También nuestro Padre, hay que
recordarlo, tiene sus adoraciones. De hecho, toda la actividad que observamos
en Él podría resumirse en un intento permanente por contentar los oscuros
designios de su dios, la economía. Para ello sube y baja impuestos, reduce
prestaciones, abarata el despido, miente sin tregua ni tasa; lo que sea
necesario para que el dios esté contento. Es de suponer que, si por una mala
suerte provoca el enfado de esa divinidad, las consecuencias serían terribles.
Él afirma que esos efectos adversos caerían sobre nosotros, porque su único
empeño es gestionar los intereses comunes de la mejor manera. Sin embargo, de
los términos de esa gestión estamos, siempre, cuidadosamente excluidos. Nuestro
padre no cuenta con nosotros, probablemente a causa de nuestra inmadurez para
entender las exigencias del dios. Solo otros padres como Él, y no todos, la
verdad, poseen la capacidad de comprender lo que el dios exige, y hasta qué punto
es necesario cumplir puntualmente con sus órdenes.

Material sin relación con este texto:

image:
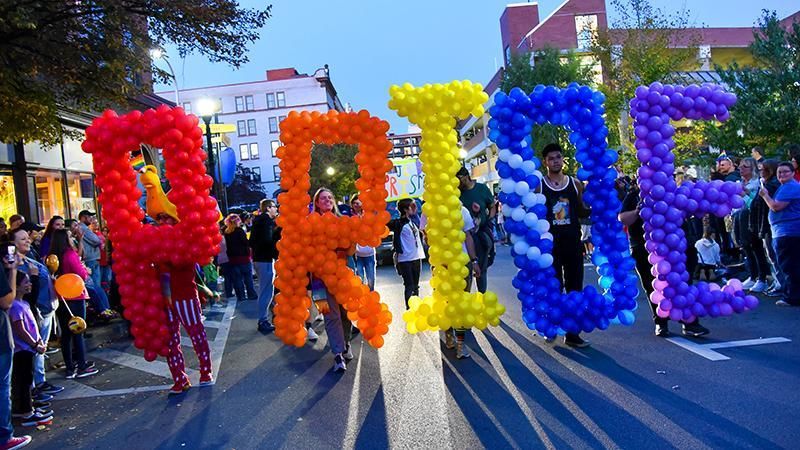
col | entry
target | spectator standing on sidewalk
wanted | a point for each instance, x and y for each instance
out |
(73, 346)
(46, 303)
(27, 343)
(364, 257)
(240, 263)
(8, 291)
(784, 217)
(262, 242)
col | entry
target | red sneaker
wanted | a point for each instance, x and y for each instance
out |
(206, 379)
(179, 388)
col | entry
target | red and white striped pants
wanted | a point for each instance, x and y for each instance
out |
(188, 313)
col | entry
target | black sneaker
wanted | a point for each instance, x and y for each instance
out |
(42, 397)
(87, 372)
(48, 388)
(574, 340)
(694, 330)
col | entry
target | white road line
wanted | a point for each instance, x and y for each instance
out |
(707, 350)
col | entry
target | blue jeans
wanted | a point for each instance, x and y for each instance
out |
(45, 326)
(266, 276)
(365, 269)
(6, 429)
(337, 326)
(243, 281)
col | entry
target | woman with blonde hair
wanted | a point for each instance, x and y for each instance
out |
(239, 261)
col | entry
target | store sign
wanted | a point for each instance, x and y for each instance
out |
(405, 180)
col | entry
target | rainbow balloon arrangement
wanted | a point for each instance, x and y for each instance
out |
(666, 205)
(544, 307)
(435, 109)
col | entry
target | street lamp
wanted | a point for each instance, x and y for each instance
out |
(158, 53)
(207, 107)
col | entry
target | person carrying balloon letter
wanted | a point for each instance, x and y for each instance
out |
(454, 337)
(629, 216)
(408, 249)
(337, 324)
(179, 289)
(565, 207)
(73, 346)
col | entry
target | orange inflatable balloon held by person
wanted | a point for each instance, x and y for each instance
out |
(309, 242)
(138, 247)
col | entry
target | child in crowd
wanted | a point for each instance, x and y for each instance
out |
(27, 343)
(708, 253)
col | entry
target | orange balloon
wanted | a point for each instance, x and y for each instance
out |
(69, 285)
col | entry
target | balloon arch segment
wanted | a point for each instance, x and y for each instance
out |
(545, 308)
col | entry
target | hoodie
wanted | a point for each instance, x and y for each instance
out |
(708, 252)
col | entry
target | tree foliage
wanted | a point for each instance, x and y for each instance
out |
(767, 112)
(638, 50)
(92, 54)
(550, 67)
(245, 190)
(341, 158)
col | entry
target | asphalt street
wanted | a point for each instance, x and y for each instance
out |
(630, 389)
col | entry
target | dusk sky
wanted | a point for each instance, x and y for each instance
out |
(372, 44)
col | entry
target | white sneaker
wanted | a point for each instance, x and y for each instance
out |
(312, 335)
(760, 286)
(348, 353)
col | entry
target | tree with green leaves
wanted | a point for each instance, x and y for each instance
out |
(92, 54)
(643, 45)
(341, 159)
(767, 112)
(550, 67)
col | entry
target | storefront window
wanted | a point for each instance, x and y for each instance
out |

En fin, si hay que llegar a algún
tipo de balance, queremos que sea positivo. Las cosas no andan bien, es verdad,
y con esto nos hacemos eco de las murmuraciones de todos nuestros vecinos de
descansillo; pero hay que seguir intentándolo. Tal vez, con algo de suerte y
otro poco de buena voluntad, nuestro padre decida empezar a hacernos caso, a
tratarnos con algo más de respeto, y acoja además con amabilidad a quienes
vienen a su casa, en busca de un hogar, un trabajo, en busca de calles por las
que pasear y esperanzas que hacerse. Sobre todo ahora, que ha llegado diciembre
y el año termina. Feliz 2017 a todos y todas, de donde quiera que seáis y a
donde quiera que las circunstancias os hayan llevado.